В эти минуты физической и душевной муки, не страха перед смертью, а ненависти и возмущения подлостью, бесчестьем и насилием, он думал о том, что человечество подошло к страшной границе.
С одной стороны, людям, как никогда, понятны права и достоинства человека. Даже самые ничтожные люди понимают, что они люди. С другой, — вырос класс хуже-зверей. Хуже-звери не понимают, что высшее благо мира — человек.
Для них нет никаких преступлений. Убийство для них обычное средство.
Чен ворочался на каменном полу. Он не мог мириться с таким порядком. Люди должны были защищать себя от хуже-зверей.
Он сел, прислонился к каменной стене и окликнул товарища, брошенного сюда вместе с ним. Товарищ не отозвался.
Чен подполз к нему. Человек был мертв. Англичане применили к нему свой излюбленный в мире метод действия.
Чен не жалел о себе. Он жалел только об одном: о том, что войдет сейчас тупой англичанин и сделает его, Чена, неспособным к борьбе за справедливость.
Но Чена не убили.
Его выкинули на улицу.
Рано утром Чен лежал на земле, у стены дома. Свежий ветер обвевал его.
Он услышал шаги. Шел человек с корзиной за плечами и лопатой в руке.
Подошел к Чену, молодой, худой, черный. Угольщик! Он ходил по утренним улицам и собирал угольную пыль и угольные отбросы.
— Это со мной сделали англичане, — сказал Чен. — Я не могу подняться.
Угольщик исчез. Через четверть часа он вернулся с рикшей.
Чена привезли в фанзу угольщиков. Она пустовала, угольщики разошлись по городу. Чен лежал против окна, в прорванную бумагу он видел двор и хозяина двора. Хозяин разбивал молотком в пыль куски угля, смачивал пыль водой, вмешивал туда глину и катал из месива угольные картофелины. Ряды этой черной картошки сохли на земле и на плоских крышах фанз.
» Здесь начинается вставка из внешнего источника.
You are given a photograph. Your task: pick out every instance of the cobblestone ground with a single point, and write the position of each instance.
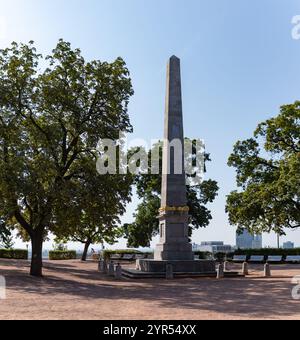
(75, 290)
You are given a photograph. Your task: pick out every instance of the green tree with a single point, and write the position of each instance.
(6, 237)
(90, 214)
(268, 175)
(50, 123)
(146, 224)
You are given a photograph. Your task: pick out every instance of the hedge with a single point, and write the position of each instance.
(15, 254)
(58, 255)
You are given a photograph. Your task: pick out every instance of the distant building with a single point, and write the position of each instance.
(248, 241)
(257, 242)
(213, 247)
(288, 245)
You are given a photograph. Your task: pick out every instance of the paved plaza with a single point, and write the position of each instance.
(75, 290)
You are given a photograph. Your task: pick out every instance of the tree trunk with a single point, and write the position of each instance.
(37, 249)
(85, 251)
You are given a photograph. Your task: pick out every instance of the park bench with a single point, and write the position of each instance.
(116, 257)
(293, 259)
(257, 259)
(128, 257)
(239, 258)
(274, 259)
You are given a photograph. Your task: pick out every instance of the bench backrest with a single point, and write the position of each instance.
(274, 258)
(257, 258)
(239, 258)
(293, 258)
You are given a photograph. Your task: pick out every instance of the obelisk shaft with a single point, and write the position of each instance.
(174, 242)
(173, 178)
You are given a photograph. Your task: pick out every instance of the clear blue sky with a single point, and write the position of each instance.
(239, 64)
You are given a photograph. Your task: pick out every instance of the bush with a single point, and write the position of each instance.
(59, 255)
(15, 254)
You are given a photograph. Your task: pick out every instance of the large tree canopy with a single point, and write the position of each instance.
(146, 223)
(91, 209)
(268, 174)
(50, 123)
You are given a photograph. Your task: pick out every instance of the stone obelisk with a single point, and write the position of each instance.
(174, 248)
(174, 242)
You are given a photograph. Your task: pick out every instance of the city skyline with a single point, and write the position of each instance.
(228, 59)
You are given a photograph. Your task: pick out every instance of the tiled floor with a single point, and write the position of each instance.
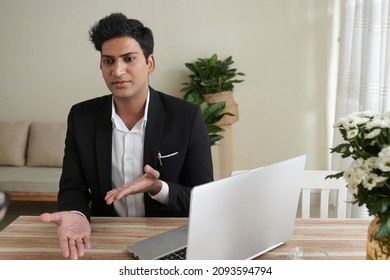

Хозяин — старик в грязной куртке и вымазанных в глине штанах — работал безустали.
Чен прожил у угольщиков десять дней. Каждый вечер он разговаривал с ними. Эти простые люди испытывали те же чувства, что и он. Они знали, что имеют право на жизнь, и они хотели жить.
Когда-то в этом самом Шанхае были знаменитые три дня, когда все ждали кантонцев! Тогда для поддержки южан вспыхнула всеобщая забастовка, остановились фабрики, заводы, трамваи, ушла прислуга из отелей, контор и домов империалистов... Тогда создавались рабочие пикеты; рабочие отряды готовились к штурму Северного вокзала. Тогда слово «Гоминдан» было священным. Тогда за него умирали... Люди не могли вынести чувств, переполнявших их, и брат угольщика, подобравшего Чена на улице, который работал в Чапее на китайской фабрике, может быть, на фабрике Лин Дун-фына, надел гоминдановский значок — медную медаль с вычеканенным на ней портретом Сун Ят-сена.